COVID-19 test case means Broad Street music venue set for insurance win

A music bar and nightclub on Westside has won a landmark legal battle which means an insurance pay-out should provide vital help for losses caused by the COVID-19 lockdown.

The Velvet Music Rooms & Sugar Suite club on Broad Street is among the beneficiaries of a Supreme Court ruling which found in favour of small firms receiving payments from business interruption insurance policies.

The Financial Conduct Authority brought the test case on behalf of the policyholders of eight insurance companies including QBE, which Velvet Music Rooms is insured with.

Delighted owner, Dani Hadley, who runs the family-owned bar and club with her sister Eilis Collins, explained this meant the business should receive an insurance pay-out at some point in 2021 to go towards debts accrued during COVID-19.

Ms Hadley said the business interruption insurance has been taken out when the Velvet Music Rooms first opened in 2005.

She said: “When we were forced to close at the start of the first lockdown last March we had a very positive phone call from our broker saying we were really lucky, we were one of the few to be able to get something from our policy.

“So, we thought we were covered for the loss of business, but then the insurance company decided to put up a fight.”

After losing the first round of the legal fight at the High Court, the test case was fast-tracked to the Supreme Court – the highest court in England.

Ms Hadley said: “There were a lot of us up and down the country hoping the verdict was going to be before Christmas, because hospitality has been absolutely at the bottom of the ladder in terms of financial assistance.

“We’ve been knocked back several times through this process, but that’s now it, there is no other process to go through.”

Ms Hadley told how the business had been forced to furlough staff and to take out a Coronavirus Business Interruption Loan to get through the pandemic.

“The only way to get through this was to take on more debt.

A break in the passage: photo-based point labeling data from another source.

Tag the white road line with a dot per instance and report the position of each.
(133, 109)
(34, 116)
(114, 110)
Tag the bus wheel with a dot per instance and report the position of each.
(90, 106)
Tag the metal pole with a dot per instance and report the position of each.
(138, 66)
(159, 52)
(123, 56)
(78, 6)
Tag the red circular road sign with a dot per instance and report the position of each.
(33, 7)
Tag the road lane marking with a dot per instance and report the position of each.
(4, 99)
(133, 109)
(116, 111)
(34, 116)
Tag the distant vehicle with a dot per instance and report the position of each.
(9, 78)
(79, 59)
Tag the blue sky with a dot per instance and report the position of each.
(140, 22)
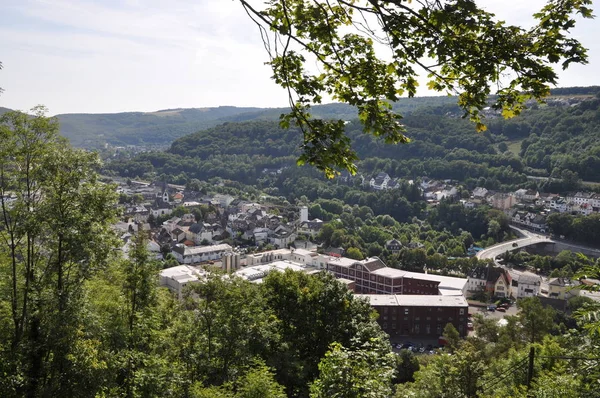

All through this we have had this insurance policy that wasn’t paying out. It was a real frustration and caused a lot unnecessary stress and worry throughout 2020.”

She added that she was relived to know that the principle of “utmost good faith” was to be be imposed on the insurance industry.

The Velvet Music Rooms was able to re-open on 10 July after the first lockdown, but the new tier system meant it closed again on 4 November and has remained shut ever since.

Ms Hadley said: “We have been on a real rollercoaster. As an independent business, we have weathered many storms and have spent the last few months fighting for survival. Our brokers NDML and the FCA have been really fantastic.

“Basically, we now know we have a policy that must pay out. It could well be some time before we receive any money, but there is light at the end of the tunnel.

“We are counting our blessings because we know that many other business across the UK had no such cover in place. Who could have foreseen a pandemic like this?

“As one of very few independent bars in the city centre, we are really looking forward to opening our doors once more to our loyal and fantastic customers. Velvet Music Rooms and Sugar Suite lives to tell another tale!”

The court ruling should result in tens of thousands of businesses receiving pay-outs which could end up totalling hundreds of millions of pounds across the UK.

The Australian-based QBE group declined to comment specifically on Velvet Music Rooms’ pay-out. But UK spokesperson Sandra Villanueva referred Westside BID to its release on the Australian Securities Exchange.

Part of this said: “While the gross cost of UK insurance business interruption claims will increase as a result of the ruling, the net cost remains unchanged at $70 million [Australian dollars] and was allowed for in the Group’s revised result expectations announced on 18 December 2020.”